Due to the fact that most air purifiers rely simply on HEPA filters alone, these are great for filtering out fine particles, however, they are unable to remove VOCs (Volatile Organc Compunds) such as formaldehyde.
The best option for chemical and odor filtration is granular activated carbon. Activated carbon is charcoal or another natural substance (such as coconut shell) that was treated with oxygen to make it very porous so that it can adsorb chemicals, gases and odors from gases or liquids. Adsorption (different from absorption) means that these volatile organic compounds like formaldehyde attach themselves by way of chemical reaction to the surface of the activated carbon, meaning they are trapped in there.
This means that air purifiers with activated carbon filters can reduce ones exposure to, if not eliminate completely, formaldehyde and hundreds of other chemicals from the ambient air.
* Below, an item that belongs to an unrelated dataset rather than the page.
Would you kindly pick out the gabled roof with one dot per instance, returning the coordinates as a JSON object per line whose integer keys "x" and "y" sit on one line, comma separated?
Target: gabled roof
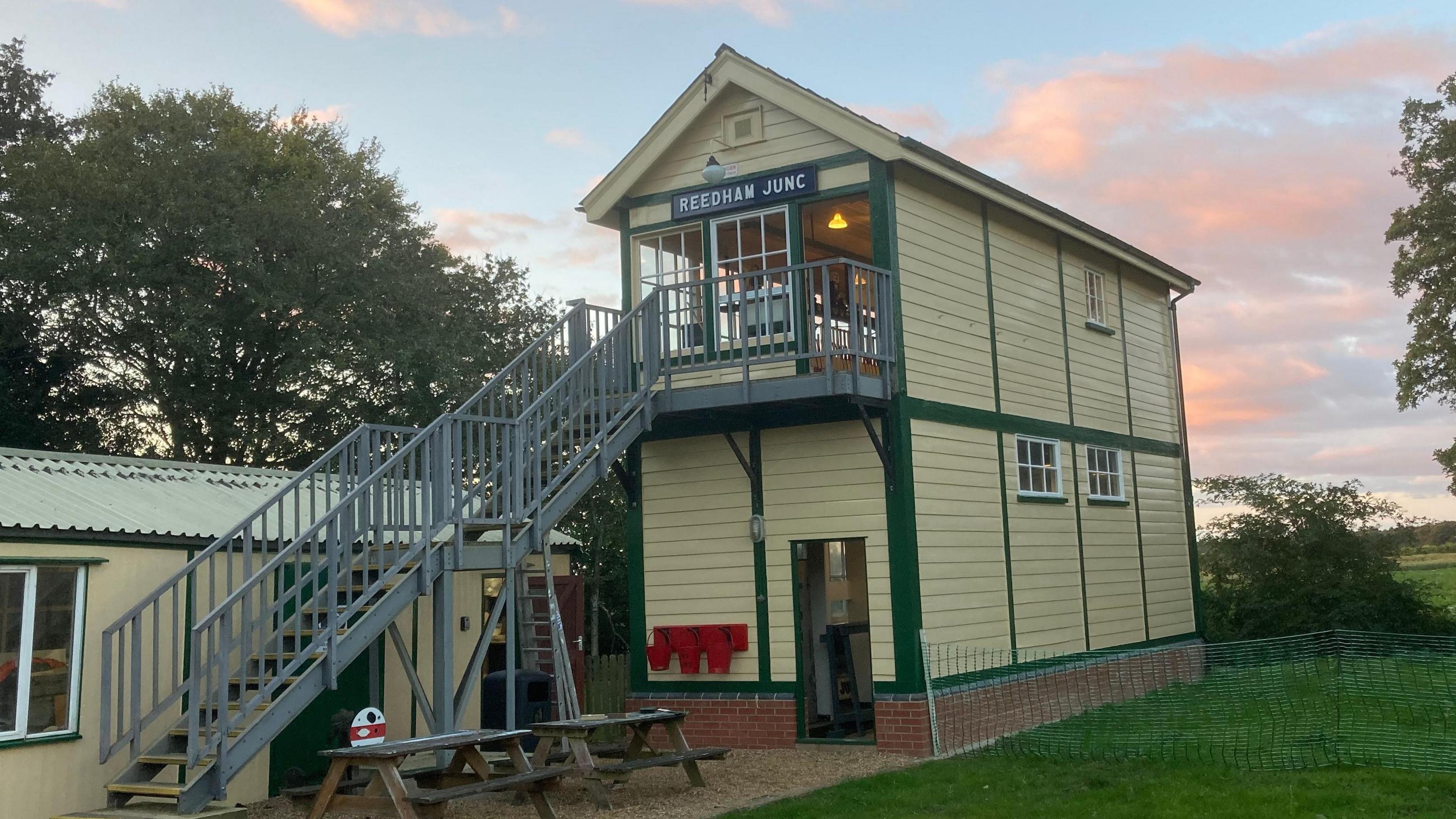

Activated carbon has a high-efficiency rating when it comes to removing formaldehyde. In one independent test, an air purifier with an 18 lb. activated carbon filter was able to remove high levels of formaldehyde from a closed-off room in under six hours.
So, if you combine an activated carbon filter with a HEPA filter, the air purifier will be able to remove chemicals such as formaldehyde as well as particles and provide better overall indoor air quality. The amount of activated carbon is important. The more activated carbon the more efficient and longer-lasting the filters.
Formaldehyde is just one chemical out of thousands on the market today, and it’s only one of several hundred you might be exposed to each day and it keeps coming up in the news and in government-issued warnings. Do you need to care?
Yes. Formaldehyde is very much a concern to you since it is used in so many household products and materials.
Formaldehyde exists in construction and building materials in most modern homes. It’s common in composite wood products such as plywood and particleboard. It may be in your home’s insulation. It is even used as a preservative in some medicines, cosmetics, fabric softeners as well as dish-washing liquids. Formaldehyde is released in tobacco smoke, word-burning and gas stoves. So, chances are fairly high that you and your family (and pets, co-workers, etc.) are exposed to formaldehyde in your home or office.
What exactly is formaldehyde?
Formaldehyde is a colorless, flammable, non-smelling gas that belongs to a group of organic compounds called aldehydes, which are formed by the oxidation of alcohols. Another typical aldehyde is acetaldehyde, a common chemical in the environment that may also be formed in the body from the breakdown of ethanol. Suffering from a hangover? Now you know why.
The reason why people are starting to take notice is that formaldehyde has been linked to cancer over time and sometimes, exposure can lead to immediate health effects. The EPA lists symptoms such as watery eyes, burning sensations in the eyes and throat, nausea, and difficulty in breathing. These effects can often be seen in people who were exposed to elevated levels (above 0.1 parts per million). High concentrations may also trigger attacks in people with asthma. Some individuals may develop a sensitivity to formaldehyde after being exposed to the VOC over a long time or in high concentrations..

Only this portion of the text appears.